我有点迷茫,不知道如何从几个文件创建 json。我有几个文件,例如:CLT.txt、LYO.txt……在我们里面我有日期 + 值:dd/mm/yyyy hh:mm xxxxx
我每 5 分钟在每个文件上添加新行
例如:CLT.txt
01/01/2020 00:00 45
01/01/2020 00:05 457
01/01/2020 00:10 458
01/01/2020 00:15 402
01/01/2020 00:20 585
...
02/01/2020 00:00 57
02/01/2020 00:05 86
02/01/2020 00:10 45
02/01/2020 00:15 402
02/01/2020 00:20 104
...
LYO.txt
01/01/2020 00:00 70
01/01/2020 00:05 221
01/01/2020 00:10 315
01/01/2020 00:15 57
01/01/2020 00:20 420
...
02/01/2020 00:00 50
02/01/2020 00:05 92
02/01/2020 00:10 32
02/01/2020 00:15 125
02/01/2020 00:20 10
...
我有大约 15 个这样的文件。
所以最后我想每 5 分钟创建一个具有以下格式的 json 文件:
{
"CLT": {
"01/01/2020": {
"00:00": 45,
"00:05": 457,
"00:10": 458,
"00:15": 402,
"00:20": 585
...
},
"02/01/2020": {
"00:00": 57,
"00:05": 86,
"00:10": 45,
"00:15": 402,
"00:20": 104
...
}
},
"LYO": {
"01/01/2020": {
"00:00": 70,
"00:05": 221,
"00:10": 315,
"00:15": 57,
"00:20": 420
...
},
"02/01/2020": {
"00:00": 50,
"00:05": 92,
"00:10": 32,
"00:15": 125,
"00:20": 10
...
}
}
}
如果你有一个简单的想法,我很感兴趣。
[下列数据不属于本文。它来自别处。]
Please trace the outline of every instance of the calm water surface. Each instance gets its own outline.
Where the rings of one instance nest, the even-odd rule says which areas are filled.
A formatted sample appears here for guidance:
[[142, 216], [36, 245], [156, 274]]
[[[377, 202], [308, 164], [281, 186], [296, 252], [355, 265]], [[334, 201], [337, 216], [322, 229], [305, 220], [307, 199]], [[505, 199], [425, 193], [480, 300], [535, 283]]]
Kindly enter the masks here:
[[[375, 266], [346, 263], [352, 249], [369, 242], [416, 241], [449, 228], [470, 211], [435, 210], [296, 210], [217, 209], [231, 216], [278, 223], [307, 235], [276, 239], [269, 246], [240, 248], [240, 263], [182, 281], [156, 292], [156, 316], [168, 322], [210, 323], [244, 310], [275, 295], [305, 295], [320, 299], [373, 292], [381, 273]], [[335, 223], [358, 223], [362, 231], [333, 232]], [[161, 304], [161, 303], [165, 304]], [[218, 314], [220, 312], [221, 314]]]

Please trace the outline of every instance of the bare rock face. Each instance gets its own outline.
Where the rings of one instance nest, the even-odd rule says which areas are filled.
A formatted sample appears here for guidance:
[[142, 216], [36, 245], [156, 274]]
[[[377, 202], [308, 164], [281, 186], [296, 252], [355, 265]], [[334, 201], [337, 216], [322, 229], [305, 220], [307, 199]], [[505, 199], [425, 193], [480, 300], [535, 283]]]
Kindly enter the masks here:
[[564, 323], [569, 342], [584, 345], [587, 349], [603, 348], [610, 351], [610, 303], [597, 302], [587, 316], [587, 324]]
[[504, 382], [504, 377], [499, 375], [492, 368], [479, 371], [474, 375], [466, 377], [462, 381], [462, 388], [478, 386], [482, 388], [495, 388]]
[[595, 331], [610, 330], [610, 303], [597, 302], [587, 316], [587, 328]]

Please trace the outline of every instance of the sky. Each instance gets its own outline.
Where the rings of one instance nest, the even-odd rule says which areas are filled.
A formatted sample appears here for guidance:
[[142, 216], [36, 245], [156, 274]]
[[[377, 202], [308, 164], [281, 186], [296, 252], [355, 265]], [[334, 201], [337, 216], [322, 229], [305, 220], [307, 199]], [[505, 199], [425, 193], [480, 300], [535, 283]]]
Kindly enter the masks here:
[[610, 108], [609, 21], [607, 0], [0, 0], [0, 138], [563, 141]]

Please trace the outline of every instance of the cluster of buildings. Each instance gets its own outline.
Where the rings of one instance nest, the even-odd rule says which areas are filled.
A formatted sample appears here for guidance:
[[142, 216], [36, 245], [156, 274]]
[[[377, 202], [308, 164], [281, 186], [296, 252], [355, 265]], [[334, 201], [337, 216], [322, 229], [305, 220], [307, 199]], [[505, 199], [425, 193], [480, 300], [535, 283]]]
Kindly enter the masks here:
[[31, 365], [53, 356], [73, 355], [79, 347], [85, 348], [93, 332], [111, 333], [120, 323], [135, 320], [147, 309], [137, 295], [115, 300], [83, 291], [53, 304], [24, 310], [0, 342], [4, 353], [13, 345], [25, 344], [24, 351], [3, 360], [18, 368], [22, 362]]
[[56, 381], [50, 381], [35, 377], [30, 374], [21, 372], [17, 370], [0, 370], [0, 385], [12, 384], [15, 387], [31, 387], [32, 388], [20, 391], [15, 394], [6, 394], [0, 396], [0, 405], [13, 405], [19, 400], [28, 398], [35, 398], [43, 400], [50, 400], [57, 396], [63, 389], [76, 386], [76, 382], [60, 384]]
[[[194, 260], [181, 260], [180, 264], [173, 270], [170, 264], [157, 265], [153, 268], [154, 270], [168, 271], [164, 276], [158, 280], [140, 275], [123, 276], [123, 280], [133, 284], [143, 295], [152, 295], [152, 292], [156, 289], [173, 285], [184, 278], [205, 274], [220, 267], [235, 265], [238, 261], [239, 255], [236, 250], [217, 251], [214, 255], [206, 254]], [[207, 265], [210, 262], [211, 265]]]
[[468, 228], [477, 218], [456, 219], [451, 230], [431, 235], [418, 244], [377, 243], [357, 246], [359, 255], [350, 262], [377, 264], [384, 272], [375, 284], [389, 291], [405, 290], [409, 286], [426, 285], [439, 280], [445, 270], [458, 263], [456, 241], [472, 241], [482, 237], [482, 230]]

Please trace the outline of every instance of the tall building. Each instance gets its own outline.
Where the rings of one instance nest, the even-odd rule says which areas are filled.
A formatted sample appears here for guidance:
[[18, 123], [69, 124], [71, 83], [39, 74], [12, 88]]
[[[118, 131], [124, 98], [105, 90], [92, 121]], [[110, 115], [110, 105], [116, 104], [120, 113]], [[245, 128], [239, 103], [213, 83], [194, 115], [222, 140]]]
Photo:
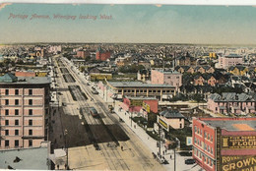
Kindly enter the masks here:
[[193, 158], [207, 171], [256, 169], [256, 118], [193, 118]]
[[48, 137], [50, 79], [0, 77], [0, 148], [37, 147]]

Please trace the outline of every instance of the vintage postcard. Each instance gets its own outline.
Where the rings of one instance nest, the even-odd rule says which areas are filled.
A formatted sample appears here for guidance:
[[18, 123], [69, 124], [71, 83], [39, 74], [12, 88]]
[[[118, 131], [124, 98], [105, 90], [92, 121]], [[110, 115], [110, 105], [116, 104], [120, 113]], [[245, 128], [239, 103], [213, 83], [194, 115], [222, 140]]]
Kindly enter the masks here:
[[0, 4], [0, 169], [255, 171], [255, 18]]

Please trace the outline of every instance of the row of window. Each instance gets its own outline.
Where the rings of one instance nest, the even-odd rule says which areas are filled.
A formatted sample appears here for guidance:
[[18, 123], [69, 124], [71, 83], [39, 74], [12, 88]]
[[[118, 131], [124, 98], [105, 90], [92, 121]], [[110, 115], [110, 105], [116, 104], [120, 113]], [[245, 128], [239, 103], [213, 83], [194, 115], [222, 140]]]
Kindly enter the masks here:
[[[20, 145], [19, 142], [20, 142], [19, 140], [15, 140], [14, 141], [14, 145], [18, 147]], [[0, 144], [1, 144], [1, 141], [0, 141]], [[10, 146], [10, 141], [9, 140], [5, 141], [5, 146], [6, 147]], [[29, 146], [32, 146], [32, 140], [29, 140]]]
[[[9, 99], [5, 99], [5, 105], [9, 105]], [[19, 99], [15, 99], [15, 105], [19, 105]], [[32, 105], [32, 99], [29, 99], [29, 105]]]
[[[227, 102], [218, 102], [218, 105], [224, 105], [226, 104]], [[229, 104], [232, 104], [232, 105], [236, 105], [238, 106], [239, 104], [241, 105], [241, 103], [245, 103], [246, 105], [248, 105], [249, 103], [251, 103], [251, 106], [253, 104], [253, 102], [245, 102], [245, 101], [241, 101], [241, 102], [228, 102]], [[254, 102], [255, 103], [255, 102]]]
[[[200, 129], [200, 128], [197, 128], [197, 126], [194, 126], [194, 132], [197, 133], [198, 135], [203, 136], [203, 135], [202, 135], [203, 130]], [[213, 142], [213, 136], [210, 135], [210, 134], [208, 134], [207, 132], [204, 132], [204, 133], [205, 133], [204, 139]], [[211, 138], [210, 138], [210, 137], [211, 137]]]
[[[5, 120], [5, 126], [9, 126], [9, 120]], [[19, 126], [19, 120], [18, 119], [15, 120], [15, 126]], [[32, 126], [32, 119], [29, 120], [29, 126]]]
[[[32, 136], [32, 130], [29, 130], [29, 135]], [[10, 135], [9, 130], [5, 130], [5, 136], [19, 136], [19, 130], [15, 130], [14, 135]]]
[[[5, 109], [5, 115], [8, 116], [10, 114], [9, 109]], [[19, 115], [19, 109], [15, 109], [15, 115]], [[29, 109], [29, 115], [32, 115], [32, 109]]]
[[210, 167], [213, 167], [214, 161], [213, 161], [210, 157], [204, 155], [200, 150], [194, 148], [194, 154], [195, 154], [197, 157], [199, 157], [201, 160], [202, 160], [202, 158], [204, 157], [204, 163], [207, 164], [207, 165], [209, 165]]
[[[123, 91], [124, 91], [124, 92], [135, 92], [134, 89], [124, 89]], [[121, 93], [122, 90], [119, 89], [118, 92]], [[147, 89], [140, 89], [140, 90], [137, 89], [136, 92], [144, 92], [144, 93], [146, 93], [146, 92], [147, 92]], [[160, 93], [160, 89], [159, 89], [159, 90], [149, 90], [149, 92], [159, 92], [159, 93]], [[174, 90], [162, 90], [162, 92], [163, 92], [163, 93], [164, 93], [164, 92], [174, 92]]]
[[[9, 95], [9, 89], [5, 89], [5, 95]], [[19, 95], [19, 89], [15, 89], [15, 95]], [[29, 95], [32, 95], [32, 89], [29, 89]]]

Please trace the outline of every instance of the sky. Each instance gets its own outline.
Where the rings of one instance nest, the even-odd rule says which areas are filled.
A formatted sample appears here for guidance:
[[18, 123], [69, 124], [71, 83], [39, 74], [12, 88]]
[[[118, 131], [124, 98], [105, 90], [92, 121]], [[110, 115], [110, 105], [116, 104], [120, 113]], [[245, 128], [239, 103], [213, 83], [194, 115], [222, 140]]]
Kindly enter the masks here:
[[252, 6], [1, 4], [0, 43], [254, 45], [255, 19]]

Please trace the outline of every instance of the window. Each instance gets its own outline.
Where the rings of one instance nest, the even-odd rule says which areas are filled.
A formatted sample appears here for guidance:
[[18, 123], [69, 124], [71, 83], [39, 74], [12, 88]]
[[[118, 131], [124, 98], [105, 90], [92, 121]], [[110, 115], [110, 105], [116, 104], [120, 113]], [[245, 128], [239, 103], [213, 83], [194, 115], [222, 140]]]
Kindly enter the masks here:
[[5, 146], [9, 146], [9, 141], [5, 141]]
[[19, 130], [15, 130], [15, 136], [19, 136]]
[[14, 141], [14, 144], [15, 146], [19, 146], [19, 141], [18, 140]]
[[9, 115], [9, 110], [5, 109], [5, 115], [8, 116]]
[[29, 140], [29, 146], [32, 146], [32, 140]]
[[15, 109], [15, 115], [19, 115], [19, 109]]

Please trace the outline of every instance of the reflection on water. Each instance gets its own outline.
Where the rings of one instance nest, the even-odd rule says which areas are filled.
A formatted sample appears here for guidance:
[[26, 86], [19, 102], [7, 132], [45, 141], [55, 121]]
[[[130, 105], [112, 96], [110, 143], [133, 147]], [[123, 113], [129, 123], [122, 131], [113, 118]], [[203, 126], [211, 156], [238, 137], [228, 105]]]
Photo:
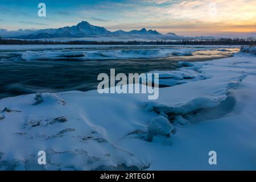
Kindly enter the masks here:
[[[199, 61], [230, 56], [230, 51], [218, 49], [193, 52], [192, 56], [166, 58], [126, 59], [80, 61], [24, 61], [24, 51], [0, 51], [0, 98], [35, 92], [59, 92], [97, 88], [101, 73], [144, 73], [153, 70], [173, 70], [178, 61]], [[72, 49], [72, 51], [74, 49]]]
所有过程都在 Ubuntu LTS 19 机器上完成。
谢谢
答案1
不要为此使用“bash 脚本”。选择一种对嵌套结构具有本机支持的语言。一旦有了这种支持,就可以轻松地将每个文件加载到形状与您想要的完全一致的字典中,然后一次性将整个文件转储为 JSON。
例如:
#!/usr/bin/env python3
import glob
import json
data = {}
for txtfile in glob.glob("???.txt"):
code = txtfile.split("/")[-1].split(".")[0]
data[code] = {}
with open(txtfile, "r") as fh:
for line in fh:
date, time, count = line.strip().split()
data[code].setdefault(date, {})
data[code][date][time] = int(count)
print(json.dumps(data))
或者:
#!/usr/bin/env ruby
require 'json'
data = {}
Dir["???.txt"].each do |txtfile|
code = File.basename(txtfile, ".txt")
data[code] = {}
File.open(txtfile, "r").each do |line|
date, time, count = line.strip.split
data[code][date] ||= {}
data[code][date][time] = count.to_i
end
end
puts JSON.generate(data)
或者:
#!/usr/bin/env perl
use File::Basename;
use JSON;
my $data = {};
for my $txtfile (glob("???.txt")) {
my ($code) = basename($txtfile, ".txt");
if (open(my $fh, "<", $txtfile)) {
while (my $line = <$fh>) {
my ($date, $time, $count) = ($line =~ /^(\S+) (\S+) (\S+)/);
$data->{$code}->{$date}->{$time} = int $count;
}
close($fh);
} else {
die "cannot open $txtfile: $!";
}
}
print JSON->new->encode($data);
答案2
awk
是一个很好的工具。我本人并不是这方面的专家,但我想到了以下方法:
#!/bin/sh -e
while true; do
echo "{" > new.json
# put other file names here
for tla in CLT LYO; do
[ "$tla" = CLT ] || printf ",\n" >> new.json
printf "\t\"%s\": {" "$tla" >> new.json
awk '
BEGIN {
date="other"
}
{
curd=$1
if(curd != date) {
if(date != "other") {
printf "\n\t\t},"
}
printf "\n\t\t\"%s\": {\n", curd
date = curd
} else {
printf ",\n"
}
printf "\t\t\t\"%s\": \"%s\"", $2, $3
}
' "$tla.txt" >> new.json
printf "\n\t\t}\n\t}" >> new.json
done
printf "\n}\n" >> new.json
mv -f new.json output.json
# repeat approximately every 5 minutes
sleep 600
done
当然,sleep 600
只有以交互方式调用该脚本时,循环才有意义。如果没有,只需删除外循环并休眠,然后从 cron 调用脚本(如果可能,强烈建议使用此变体)。如果需要,您还可以从脚本中删除“重定向”部分并调用重定向其所有输出的脚本(这实际上取决于您使用它的上下文)。